Kepala BKPSDM Kota Mataram Taufik Priyono di Mataram, Selasa, mengatakan evaluasi tersebut juga sebagai bagian untuk mengukur kompetensi pegawai yang disesuaikan dengan jam kerja mereka.

"PPPK paruh waktu yang kinerja dan disiplinnya kurang, terancam kontraknya tidak diperpanjang," katanya.

Ia mengatakan bentuk evaluasi yang dilakukan BKPSDM salah satunya dengan meminta rekap absensi PPPK paruh waktu pada masing-masing Organisasi Perangkat Daerah (OPD).

Data absensi, termasuk kehadiran saat apel pagi, sejak bulan Januari harus diserahkan oleh seluruh OPD, yang akan menjadi bukti autentik kehadiran PPPK paruh waktu. Hal itu bisa menjadi dasar pertimbangan untuk memperpanjang atau menghentikan kontrak PPPK paruh waktu.

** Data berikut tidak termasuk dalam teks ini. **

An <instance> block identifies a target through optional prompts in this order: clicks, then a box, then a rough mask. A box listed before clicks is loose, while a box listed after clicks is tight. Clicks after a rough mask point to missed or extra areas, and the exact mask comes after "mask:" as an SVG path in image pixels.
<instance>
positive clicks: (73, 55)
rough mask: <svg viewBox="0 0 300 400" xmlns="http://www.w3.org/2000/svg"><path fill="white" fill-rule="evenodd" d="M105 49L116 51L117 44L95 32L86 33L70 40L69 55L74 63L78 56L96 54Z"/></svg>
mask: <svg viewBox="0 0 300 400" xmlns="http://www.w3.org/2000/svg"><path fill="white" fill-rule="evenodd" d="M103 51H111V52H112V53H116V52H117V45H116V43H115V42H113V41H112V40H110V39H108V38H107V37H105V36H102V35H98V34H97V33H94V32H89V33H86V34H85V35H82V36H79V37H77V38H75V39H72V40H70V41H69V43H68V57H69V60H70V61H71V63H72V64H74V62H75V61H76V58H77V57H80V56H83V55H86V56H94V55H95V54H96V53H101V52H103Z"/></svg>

"Jika di absensi mereka terbukti tidak masuk kerja tanpa keterangan berapa hari nanti diakumulasi, termasuk kehadiran apelnya, kami minta Kepala OPD jujur menyampaikan laporan," katanya.

Status PPPK paruh sudah dimulai tahun 2025 untuk mengakomodasi seluruh tenaga honorer di daerah. Pemerintah daerah memberikan kontrak satu tahun dan bisa diperpanjang di tahun berikutnya dengan catatan memenuhi kriteria disiplin serta kinerja yang baik.

Baca juga: Gubernur NTB meminta relaksasi rekrutmen tenaga profesional ASN

Di sisi lain, tambah Taufik, BKPSDM saat ini tengah memproses pemberhentian dua orang PPPK paruh waktu. Status pemberhentian keduanya sudah diusulkan oleh masing-masing OPD.

"Kedua PPPK paruh waktu yang kami proses pemberhentiannya karena mengundurkan diri bulan lalu," katanya.

Baca juga: Mataram usulkan pembayaran gaji PPPK ke pemerintah pusat

Berdasarkan informasi, dua orang PPPK paruh waktu menguburkan diri karena diterima bekerja di tempat lain. Untuk itu usulan pemberhentiannya langsung diproses oleh BKPSDM melalui sistem.

Selain itu ada juga PPPK paruh yang pemberhentiannya sedang diproses karena terindikasi melanggar hukum atau indikasi terlibat penyalahgunaan narkoba pada salah satu OPD.

"Untuk PPPK yang terindikasi terlibat penyalahgunaan narkoba itu sudah kami usulkan dipecat," katanya.